Three-week-old Alexandre Mercier slept through his moment of fame, cradled in his father’s arms.

But his parents — and the couple’s fertility doctors — were all smiles last week as they celebrated the first baby born through natural-cycle egg donation.

The natural-cycle procedure is cheaper, less invasive and results in fewer multiple births than the better known stimulated-ovulation process, says Jacques Kadoch, a specialist in natural-cycle in vitro fertilization at the OVO Fertility Clinic in Montreal.

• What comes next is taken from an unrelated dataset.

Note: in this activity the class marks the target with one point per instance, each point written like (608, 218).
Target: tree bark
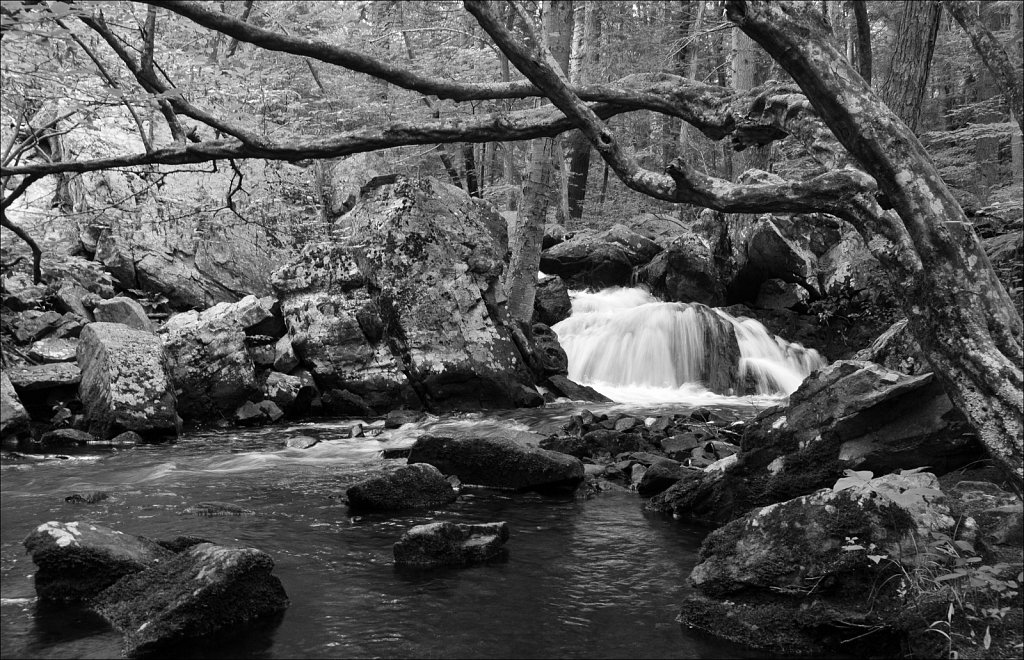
(958, 311)
(906, 80)
(527, 234)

Kadoch said he hopes Alexandre’s birth — described as a world-first — will inspire other couples, and encourage more women to donate eggs.

The private clinic, which has links with the Universite de Montreal teaching hospital, has about 100 women on a waiting list for donor eggs.

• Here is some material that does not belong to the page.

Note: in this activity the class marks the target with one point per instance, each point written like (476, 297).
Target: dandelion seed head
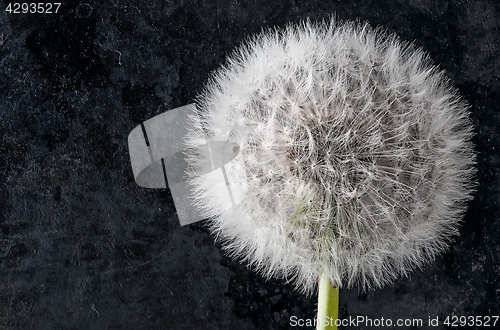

In Alexandre’s case, it was his aunt, Nathalie Ladouceur, 35, who donated the egg to help her sister, Manon, who was born without ovaries.

After only one try at fertilization, Manon gave birth to Alexandre on March 15.

“It was a miracle, a wonderful gift for us,” Manon Ladouceur, 41, said at a news conference to publicize the ground-breaking event. “I was always told I couldn’t have children.”

Kadoch said OVO is the only fertility clinic in Canada offering the natural-cycle procedure, which has a success rate for about one in three women under 35 with fertility problems.

Stimulated-cycle fertilization has a success rate of about 60 per cent, but it also comes with a 60 per cent chance of multiple births.

Women undergoing the stimulated-cycle procedure get hormone injections twice a day, for about three weeks to stimulate the ovaries, Kadoch said. The two healthiest eggs are removed to be fertilized in a lab and then transplanted to the patient.

n the natural-cycle procedure, one healthy egg that matures naturally is fertilized and transplanted, he said.

Nathalie Ladouceur took only minimal drugs to prevent early ovulation, said Robert Hemmings, who oversees OVO’s egg donation program. The sisters also followed a brief drug therapy to get their body cycles in sync, prior to fertilization.

Manon said she and her husband, Alain Mercier, paid about $5,000 for the fertilization treatment; stimulated-cycle procedures can cost more than $10,000, including medication.

Neither procedure is covered by government health insurance but Quebec offers a 30 per cent tax credit, to a maximum of $6,000 a year, to patients who undergo the treatments, said OVO clinic director Renee Cardinal.